To handle this, we have implemented the deprecations template. This template is designed to recognize properties that need to be replaced or relocated, and inform the user of the actions they need to take. This template will compile all messages into a list, and then cause the deployment to stop via a fail call. This provides a method to inform the user at the same time as preventing the deployment the chart in a broken or unexpected state.

See the documentation of the deprecations template for further information on the design, functionality, and how to add new deprecations.

Attempt to catch problematic configurations

Due to the complexity of these charts and their level of flexibility, there are some overlaps where it is possible to produce a configuration that would lead to an unpredictable, or entirely non-functional deployment. In an effort to prevent known problematic settings combinations, we have the following two patterns in place:

  • We use schema validations for all our sub-charts to ensure the user-specified values meet expectations. See the documentation to learn more.
  • We implement template logic designed to detect and warn the user that their configuration will not work.
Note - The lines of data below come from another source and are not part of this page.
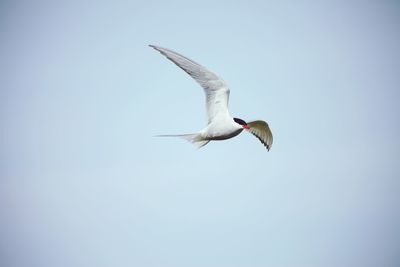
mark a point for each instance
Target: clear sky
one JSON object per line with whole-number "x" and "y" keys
{"x": 85, "y": 183}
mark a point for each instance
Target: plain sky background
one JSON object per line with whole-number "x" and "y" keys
{"x": 85, "y": 183}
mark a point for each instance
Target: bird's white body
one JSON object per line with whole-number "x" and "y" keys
{"x": 221, "y": 128}
{"x": 220, "y": 125}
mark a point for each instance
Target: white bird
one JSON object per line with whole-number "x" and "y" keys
{"x": 221, "y": 125}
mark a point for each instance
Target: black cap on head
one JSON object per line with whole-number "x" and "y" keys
{"x": 240, "y": 121}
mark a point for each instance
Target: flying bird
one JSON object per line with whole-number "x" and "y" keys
{"x": 220, "y": 125}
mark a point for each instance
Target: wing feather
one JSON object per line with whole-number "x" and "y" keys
{"x": 215, "y": 89}
{"x": 261, "y": 130}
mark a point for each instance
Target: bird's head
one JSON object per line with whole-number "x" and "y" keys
{"x": 241, "y": 122}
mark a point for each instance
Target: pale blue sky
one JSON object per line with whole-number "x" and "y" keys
{"x": 84, "y": 183}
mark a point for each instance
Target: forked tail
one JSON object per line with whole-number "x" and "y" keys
{"x": 195, "y": 139}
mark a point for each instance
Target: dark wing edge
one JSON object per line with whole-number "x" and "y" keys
{"x": 261, "y": 130}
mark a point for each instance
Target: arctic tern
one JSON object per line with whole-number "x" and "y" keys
{"x": 221, "y": 125}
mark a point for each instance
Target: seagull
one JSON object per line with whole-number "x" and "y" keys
{"x": 221, "y": 125}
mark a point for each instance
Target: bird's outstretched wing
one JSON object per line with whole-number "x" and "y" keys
{"x": 217, "y": 92}
{"x": 261, "y": 130}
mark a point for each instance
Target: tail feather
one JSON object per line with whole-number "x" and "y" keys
{"x": 195, "y": 139}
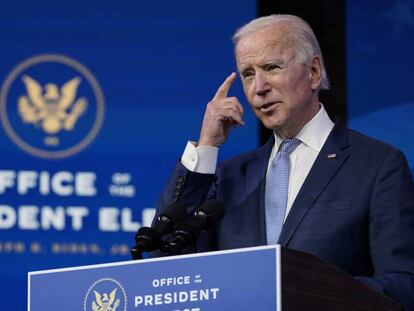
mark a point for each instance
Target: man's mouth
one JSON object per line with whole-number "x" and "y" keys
{"x": 267, "y": 107}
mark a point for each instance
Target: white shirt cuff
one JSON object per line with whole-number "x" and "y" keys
{"x": 200, "y": 159}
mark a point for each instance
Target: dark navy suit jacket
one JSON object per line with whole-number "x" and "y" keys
{"x": 354, "y": 210}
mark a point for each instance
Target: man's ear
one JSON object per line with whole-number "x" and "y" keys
{"x": 315, "y": 72}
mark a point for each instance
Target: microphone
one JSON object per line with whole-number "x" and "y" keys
{"x": 186, "y": 233}
{"x": 150, "y": 239}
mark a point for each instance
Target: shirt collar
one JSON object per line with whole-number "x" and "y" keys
{"x": 314, "y": 133}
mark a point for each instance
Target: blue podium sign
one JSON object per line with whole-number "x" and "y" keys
{"x": 242, "y": 279}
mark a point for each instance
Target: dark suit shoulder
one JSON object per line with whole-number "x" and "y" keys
{"x": 242, "y": 159}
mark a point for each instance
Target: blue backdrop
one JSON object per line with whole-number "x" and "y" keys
{"x": 97, "y": 102}
{"x": 380, "y": 62}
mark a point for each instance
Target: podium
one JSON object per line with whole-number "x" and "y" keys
{"x": 259, "y": 278}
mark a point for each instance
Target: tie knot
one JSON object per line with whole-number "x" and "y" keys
{"x": 288, "y": 145}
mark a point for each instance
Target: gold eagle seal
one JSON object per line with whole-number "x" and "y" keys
{"x": 52, "y": 101}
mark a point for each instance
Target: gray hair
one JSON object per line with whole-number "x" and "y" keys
{"x": 306, "y": 44}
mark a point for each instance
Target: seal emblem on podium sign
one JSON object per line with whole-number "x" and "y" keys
{"x": 106, "y": 294}
{"x": 51, "y": 106}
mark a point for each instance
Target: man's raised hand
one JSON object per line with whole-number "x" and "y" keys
{"x": 222, "y": 113}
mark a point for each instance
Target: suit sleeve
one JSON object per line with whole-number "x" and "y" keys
{"x": 391, "y": 230}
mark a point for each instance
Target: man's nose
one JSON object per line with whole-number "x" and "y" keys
{"x": 262, "y": 84}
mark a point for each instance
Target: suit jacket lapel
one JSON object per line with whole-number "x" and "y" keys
{"x": 255, "y": 186}
{"x": 322, "y": 171}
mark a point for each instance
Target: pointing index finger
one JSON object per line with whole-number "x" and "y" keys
{"x": 224, "y": 88}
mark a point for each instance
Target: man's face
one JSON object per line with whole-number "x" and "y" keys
{"x": 280, "y": 90}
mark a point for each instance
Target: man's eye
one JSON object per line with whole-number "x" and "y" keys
{"x": 270, "y": 67}
{"x": 247, "y": 74}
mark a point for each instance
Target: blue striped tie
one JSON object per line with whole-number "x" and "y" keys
{"x": 277, "y": 185}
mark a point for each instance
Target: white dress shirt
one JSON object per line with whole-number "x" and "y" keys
{"x": 312, "y": 136}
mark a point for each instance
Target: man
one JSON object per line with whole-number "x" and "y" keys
{"x": 315, "y": 186}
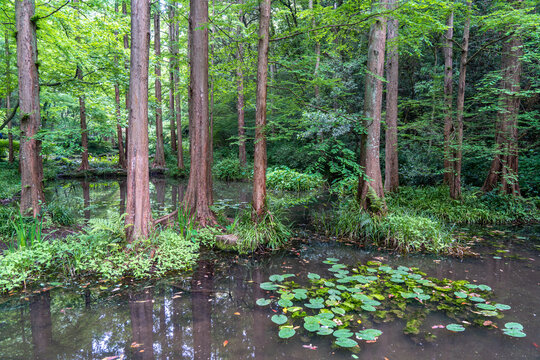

See the documentation of the checkConfig template for further information on the design and functionality, and how to add new configuration checks.

Verifying registry

In development mode, verifying Registry with Docker clients can be difficult. This is partly due to issues with certificate of the registry. You can either add the certificate or expose the registry over HTTP (see global.hosts.registry.https). Note that adding the certificate is more secure than the insecure registry solution.

Please keep in mind that Registry uses the external domain name of MinIO service (see global.hosts.minio.name). You may encounter an error when using internal domain names, e.g. with custom TLDs for development environment. The common symptom is that you can log in to the Registry but you can’t push or pull images. This is generally because the Registry container(s) can not resolve the MinIO domain name and find the correct endpoint (you can see the errors in container logs).

Troubleshooting a development environment

Developers may encounter unique issues while working on new chart features. Refer to the troubleshooting guide for information if your development cluster seems to have strange issues.

note
The troubleshooting steps outlined in the link above are for development clusters only. Do not use these procedures in a production environment or data will be lost.